Secara lebih spesifik,
pandangan atas sisi kuantitatif dan kualitatif proses pertumbuhan
secara serentak ini mengarahkan sorotannya kepada tiga prinsip kunci
bagi negara sedang berkembang maupun negara maju. Yaitu: berfokus
pada semua aset, baik modal fisik, manusia, dan alam; menyelesaikan
aspek-aspek distributif sepanjang waktu; dan menekankan kerangka
kerja institusional bagi pemerintahan yang baik.
Pertumbuhan ekonomi dan
kesejahteraan masyarakat di satu sisi juga mendapat kontribusi dari
modal manusia, modal alam, dan modal fisik produktif. Perhatian dan
perlindungan kesinambungan aset-aset utama ini patut dijaga mengingat
pembangunan secara dasariah harus bersifat berkelanjutan. Menurut
sebuah catatan, untuk dunia sedang berkembang, berkurangnya modal
alam (hutan, energi, barang tambang) dan kerusakan emisi karbon
dioksida diestimasi sebesar 5,8 persen dari PDB.
Demikian pula investasi
di bidang sumber daya manusia penting diperhatikan. Pengalaman
Republik Korea berkaitan dengan hal ini patut menjadi contoh. Dimulai
dengan ekonomi yang tercabik dan miskinnya sumber daya alam, pada
akhir 1950-an Korea mempunyai PDB tahunan per kapita hanya sedikit di
atas US$ 500, berdasarkan dolar paritas daya beli tahun 1980.

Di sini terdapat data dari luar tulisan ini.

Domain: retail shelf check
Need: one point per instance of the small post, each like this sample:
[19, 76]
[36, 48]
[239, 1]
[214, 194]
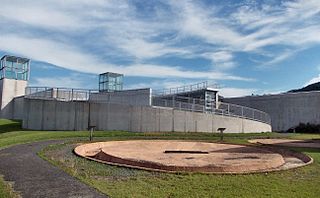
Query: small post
[221, 133]
[91, 130]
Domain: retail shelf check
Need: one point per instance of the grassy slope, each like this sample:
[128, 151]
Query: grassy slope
[124, 182]
[142, 183]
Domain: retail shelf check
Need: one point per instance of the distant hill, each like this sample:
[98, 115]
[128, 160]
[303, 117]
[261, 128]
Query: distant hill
[311, 87]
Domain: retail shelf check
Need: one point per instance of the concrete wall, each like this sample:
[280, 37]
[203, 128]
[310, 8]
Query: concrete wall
[141, 97]
[9, 89]
[58, 115]
[286, 110]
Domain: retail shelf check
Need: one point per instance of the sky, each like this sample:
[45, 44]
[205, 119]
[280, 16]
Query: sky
[247, 47]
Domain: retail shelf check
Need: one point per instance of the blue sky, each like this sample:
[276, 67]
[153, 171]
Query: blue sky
[246, 47]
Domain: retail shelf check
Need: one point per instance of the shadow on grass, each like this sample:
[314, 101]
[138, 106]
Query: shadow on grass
[10, 125]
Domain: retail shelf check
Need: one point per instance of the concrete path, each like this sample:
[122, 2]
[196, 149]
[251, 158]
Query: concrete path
[35, 177]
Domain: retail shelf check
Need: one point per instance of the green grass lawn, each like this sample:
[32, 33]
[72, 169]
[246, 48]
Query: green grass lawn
[125, 182]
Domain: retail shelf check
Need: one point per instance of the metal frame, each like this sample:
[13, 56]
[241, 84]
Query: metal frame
[104, 79]
[25, 70]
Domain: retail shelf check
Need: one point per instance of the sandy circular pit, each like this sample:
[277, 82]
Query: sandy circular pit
[176, 156]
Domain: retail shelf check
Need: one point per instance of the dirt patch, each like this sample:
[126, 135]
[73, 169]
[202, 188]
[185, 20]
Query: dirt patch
[288, 142]
[177, 156]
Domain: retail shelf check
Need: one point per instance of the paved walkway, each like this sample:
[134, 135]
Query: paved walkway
[35, 177]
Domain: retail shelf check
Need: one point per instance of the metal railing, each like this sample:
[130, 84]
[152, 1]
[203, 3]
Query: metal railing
[225, 109]
[186, 88]
[176, 102]
[61, 94]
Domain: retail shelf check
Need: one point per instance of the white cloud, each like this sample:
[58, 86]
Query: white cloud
[70, 57]
[221, 60]
[313, 80]
[117, 29]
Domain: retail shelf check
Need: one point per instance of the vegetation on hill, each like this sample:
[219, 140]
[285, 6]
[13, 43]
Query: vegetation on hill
[311, 87]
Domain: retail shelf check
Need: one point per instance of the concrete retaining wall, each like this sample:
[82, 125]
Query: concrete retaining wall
[141, 97]
[58, 115]
[286, 110]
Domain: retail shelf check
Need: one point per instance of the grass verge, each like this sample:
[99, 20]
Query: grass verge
[125, 182]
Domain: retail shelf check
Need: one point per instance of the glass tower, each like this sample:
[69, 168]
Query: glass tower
[12, 67]
[110, 82]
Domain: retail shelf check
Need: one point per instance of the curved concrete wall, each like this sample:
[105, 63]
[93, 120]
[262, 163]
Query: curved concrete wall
[286, 110]
[57, 115]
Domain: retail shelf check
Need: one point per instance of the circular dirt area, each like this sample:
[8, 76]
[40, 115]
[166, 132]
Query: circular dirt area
[176, 156]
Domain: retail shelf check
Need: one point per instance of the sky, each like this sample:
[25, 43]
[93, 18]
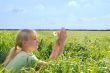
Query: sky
[54, 14]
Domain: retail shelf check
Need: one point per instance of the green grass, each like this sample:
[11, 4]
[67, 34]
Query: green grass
[84, 51]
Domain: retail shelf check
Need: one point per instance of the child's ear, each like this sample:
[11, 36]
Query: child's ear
[18, 49]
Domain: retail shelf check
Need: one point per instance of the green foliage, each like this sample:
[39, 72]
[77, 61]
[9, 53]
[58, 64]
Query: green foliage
[84, 51]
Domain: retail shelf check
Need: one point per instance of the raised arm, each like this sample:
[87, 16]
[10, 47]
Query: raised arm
[59, 44]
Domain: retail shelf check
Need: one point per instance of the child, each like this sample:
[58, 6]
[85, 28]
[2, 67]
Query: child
[26, 42]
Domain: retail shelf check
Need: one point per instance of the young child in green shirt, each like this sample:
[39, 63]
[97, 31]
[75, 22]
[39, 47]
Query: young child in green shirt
[22, 54]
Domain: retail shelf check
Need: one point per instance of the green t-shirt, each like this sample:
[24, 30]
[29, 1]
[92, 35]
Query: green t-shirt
[21, 60]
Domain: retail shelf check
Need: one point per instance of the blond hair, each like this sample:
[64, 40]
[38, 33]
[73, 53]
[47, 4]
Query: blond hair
[22, 36]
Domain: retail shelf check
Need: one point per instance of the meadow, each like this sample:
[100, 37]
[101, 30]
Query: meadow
[84, 51]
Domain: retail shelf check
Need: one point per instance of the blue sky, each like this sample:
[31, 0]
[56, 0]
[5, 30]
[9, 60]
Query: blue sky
[54, 14]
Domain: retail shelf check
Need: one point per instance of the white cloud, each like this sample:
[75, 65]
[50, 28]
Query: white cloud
[72, 3]
[40, 7]
[16, 10]
[107, 16]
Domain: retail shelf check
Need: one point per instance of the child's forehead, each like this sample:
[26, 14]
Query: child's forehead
[34, 35]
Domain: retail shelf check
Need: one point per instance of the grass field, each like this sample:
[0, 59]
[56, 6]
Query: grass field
[84, 51]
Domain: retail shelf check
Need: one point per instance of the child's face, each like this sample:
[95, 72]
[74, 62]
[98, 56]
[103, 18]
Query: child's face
[32, 42]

Kemudian PDB per kapita berlipat ganda dalam masing-masing dari tiga
dasawarsa berikutnya, yang didorong oleh pertumbuhan berorientasi
ekspor dan berbasis relatif luas. Investasi Korea dalam bidang
pendidikan adalah sebesar 3,4 persen dari PNB (GNP), yang sepertiga
di antaranya untuk pendidikan dasar.
Sementara itu, aspek
distributif dari pembangunan atau pertumbuhan yang patut diperhatikan
dimaksudkan untuk membuka peluang-peluang sosial bagi seluruh
partisipasi masyarakat—terutama kaum miskin—dalam proses
pembangunan. Sektor-sektor penting yang dapat memberdayakan kaum
miskin harus terbuka aksesnya lebar-lebar: pendidikan, keterampilan,
teknologi, pekerjaan, keadilan, dan sebagainya. Tujuan utama dari
prinsip ini adalah agar pertumbuhan yang sedang berlangsung dapat
memiliki dampak terhadap pengurangan kemiskinan, dan aset kaum miskin
dapat diperbesar. Langkah menuju tujuan ini dilakukan dengan
melakukan investasi dalam aset baru (terutama dalam bidang modal
manusia), atau dengan mendistribusikan kembali aset yang telah ada.
Yang tak kalah penting
lagi adalah aspek struktural-institusional dari pembangunan.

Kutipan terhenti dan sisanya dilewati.